David Goettler is currently in Nepal, preparing to tackle a winter 8,000’er in alpine style with Herve Barmasse. It’s been a busy and fulfilling year for the German athlete. Last May 21, he stood alone on the summit Everest, which he had just climbed without supplementary O2. He describes it as the fulfillment of one of his biggest dreams.
Shortly after that climb, Goettler spoke to ExplorersWeb about his achievement. He was already thinking ahead to winter. Below, some of the highlights of that conversation.
First, recall that when Goettler posted about his Everest summit, he quickly noted he had used the fixed ropes and also the ladders across the Khumbu Icefall. He even confessed that he had used an abandoned tent platform on his summit push and accepted a handful of Haribo gummy bears from another climber.
“As I see it, this is how mountaineering achievements must be reported,” he explained. “We need to be totally transparent, and at the same time do our best to educate the audiences so that they can tell one climb from another.”
Everybody knows the tricks
“Of course, being on a fixed route with 500 other people walking on it every day makes a huge difference, and everyone who climbs high mountains knows that perfectly well,” Goettler added. “So we should be clear enough to point out if/when we take easier ways to achieve our goals. Not mentioning this is not so different from lying.
“This is why, when I see no mention of whether a person has used O2 or not, I take for granted that they did, even if they made a great effort to conceal their masks on their summit pictures.”
“I don’t think my style is superior to others,” he said. “You may solo a wall or just pull out the quickdraws. You can ride the Tour de France or spend a Sunday on your e-bike, and all of them can be amazing experiences. We just need to be honest about how much it takes to do each activity, especially those advertising themselves as ‘athletes doing some out-of-the-norm‘ — who know very well what a difference some factors make in the difficulty and results of the activity.”
“As long as they’re clear about it, everyone can climb however they please. That’s the allure of mountaineering — that we do not have rules.”
Winter, Goettler-style
Goettler applies the same criteria to winter climbing.
“Again, it is so much about style,” he says.”If you change suddenly the style [in which winter 8000ers were climbed so far], as we saw on K2, the options for success increase.”
Goettler wants to do this upcoming winter climb in his own way, which is alpine style.
His climbing partner Herve Barmasse shares his ideals. The pair will soon reveal whether they are heading to Annapurna, Dhaulagiri, or back to Nanga Parbat.
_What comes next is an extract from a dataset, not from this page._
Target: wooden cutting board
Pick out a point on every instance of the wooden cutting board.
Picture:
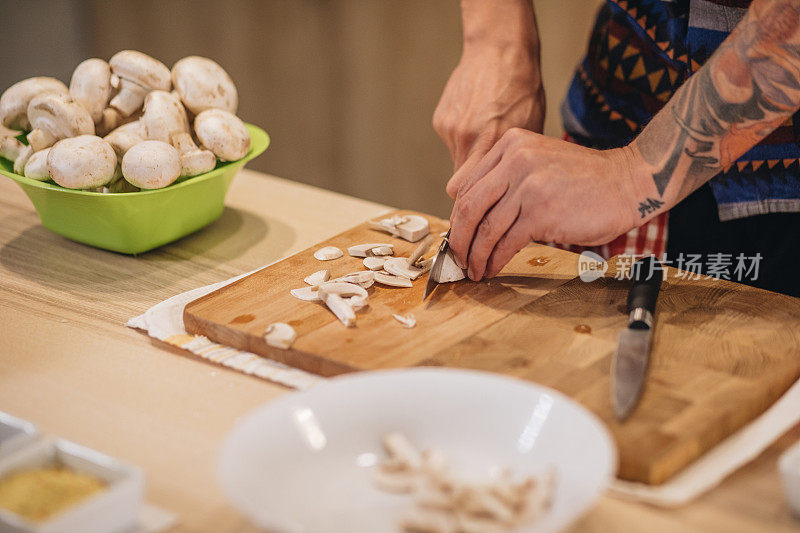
(723, 352)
“We want to return to Nanga Parbat, for sure,” Goettler told ExplorersWeb in that interview earlier this year. “We feel it can be done as long as we get a long enough windless window.”
Goettler also explained why the pair chose the huge Rupal Face last winter. “For us, it is the easiest route to climb Nanga Parbat in winter,” he said. “It is long but well-sheltered from the wind until the Mazeno Col. And it’s in the sun, unlike the Diamir side in winter, which is like a freezer.”